Решение царя совпало в главном…
Но разошлось в частностях…
Если что может еще утишить волны, – это если новый Государь воцарится, присягнув конституции…. Михаил может присягнуть. Малолетний Алексей – нет… –
Если здесь есть юридическая неправильность… Если Государь не может отрекаться в пользу брата… Пусть будет неправильность. Может быть, этим выиграется время…
Все это, перебивая одно другое, пронеслось, как бывает в такие минуты… как будто не я думал, а кто-то другой за меня, более быстро соображающий…
Когда Государь вышел, генерал, который сидел в углу и который оказался Юрием Даниловым, подошел к Гучкову. Они были раньше знакомы.
– Не вызовет ли отречение в пользу Михаила Александровича впоследствии крупных осложнений, в виду того что такой порядок не предусмотрен законом о престолонаследии?
Гучков, занятый разговором с бароном Фредериксом, познакомил генерала Данилова со мною, и я ответил на этот вопрос. И тут мне пришло в голову еще одно соображение, говорящее за отречение в пользу Михаила Александровича.

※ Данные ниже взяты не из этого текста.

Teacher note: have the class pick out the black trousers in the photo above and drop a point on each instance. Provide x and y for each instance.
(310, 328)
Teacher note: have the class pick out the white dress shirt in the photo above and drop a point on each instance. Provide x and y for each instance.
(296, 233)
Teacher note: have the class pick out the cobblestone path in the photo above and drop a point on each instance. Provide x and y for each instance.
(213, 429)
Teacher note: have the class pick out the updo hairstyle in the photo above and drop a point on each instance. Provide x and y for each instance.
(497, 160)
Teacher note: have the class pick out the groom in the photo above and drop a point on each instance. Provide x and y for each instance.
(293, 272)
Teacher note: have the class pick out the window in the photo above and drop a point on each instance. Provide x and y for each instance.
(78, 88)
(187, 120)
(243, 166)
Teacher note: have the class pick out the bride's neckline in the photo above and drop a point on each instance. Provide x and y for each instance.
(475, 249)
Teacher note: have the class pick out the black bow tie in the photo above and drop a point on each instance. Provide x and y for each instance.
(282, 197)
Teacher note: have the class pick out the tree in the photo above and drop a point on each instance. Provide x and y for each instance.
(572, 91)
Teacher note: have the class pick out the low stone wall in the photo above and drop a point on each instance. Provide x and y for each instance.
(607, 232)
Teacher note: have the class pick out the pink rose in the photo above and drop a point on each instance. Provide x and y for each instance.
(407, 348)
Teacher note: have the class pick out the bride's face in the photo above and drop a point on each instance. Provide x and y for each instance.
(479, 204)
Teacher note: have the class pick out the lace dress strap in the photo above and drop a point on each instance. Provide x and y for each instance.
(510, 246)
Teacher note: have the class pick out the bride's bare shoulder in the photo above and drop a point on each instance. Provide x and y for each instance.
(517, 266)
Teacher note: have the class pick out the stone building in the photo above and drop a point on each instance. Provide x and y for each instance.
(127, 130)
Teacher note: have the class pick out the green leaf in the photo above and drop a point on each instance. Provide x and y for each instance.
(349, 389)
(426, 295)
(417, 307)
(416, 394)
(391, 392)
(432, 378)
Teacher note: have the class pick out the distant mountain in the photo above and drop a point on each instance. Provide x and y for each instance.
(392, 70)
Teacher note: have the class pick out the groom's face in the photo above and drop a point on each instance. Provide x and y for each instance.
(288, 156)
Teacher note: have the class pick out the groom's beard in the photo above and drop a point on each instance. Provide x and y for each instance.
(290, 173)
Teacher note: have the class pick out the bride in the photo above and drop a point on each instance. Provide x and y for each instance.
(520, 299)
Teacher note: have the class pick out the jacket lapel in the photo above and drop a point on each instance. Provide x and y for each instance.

–Отречение в пользу Михаила Александровича не соответствует закону о престолонаследии. Но нельзя не видеть, что этот выход имеет при данных обстоятельствах серьезные удобства. Ибо если на престол взойдет малолетний Алексей, то придется решать очень трудный вопрос: останутся ли родители при нем или им придется разлучиться.
В первом случае, т.е. если родители останутся в России, отречение будет в глазах тех, кого оно интересует, как бы фиктивным… В особенности это касается императрицы… Будут говорить, что она так же правит при сыне, как при муже…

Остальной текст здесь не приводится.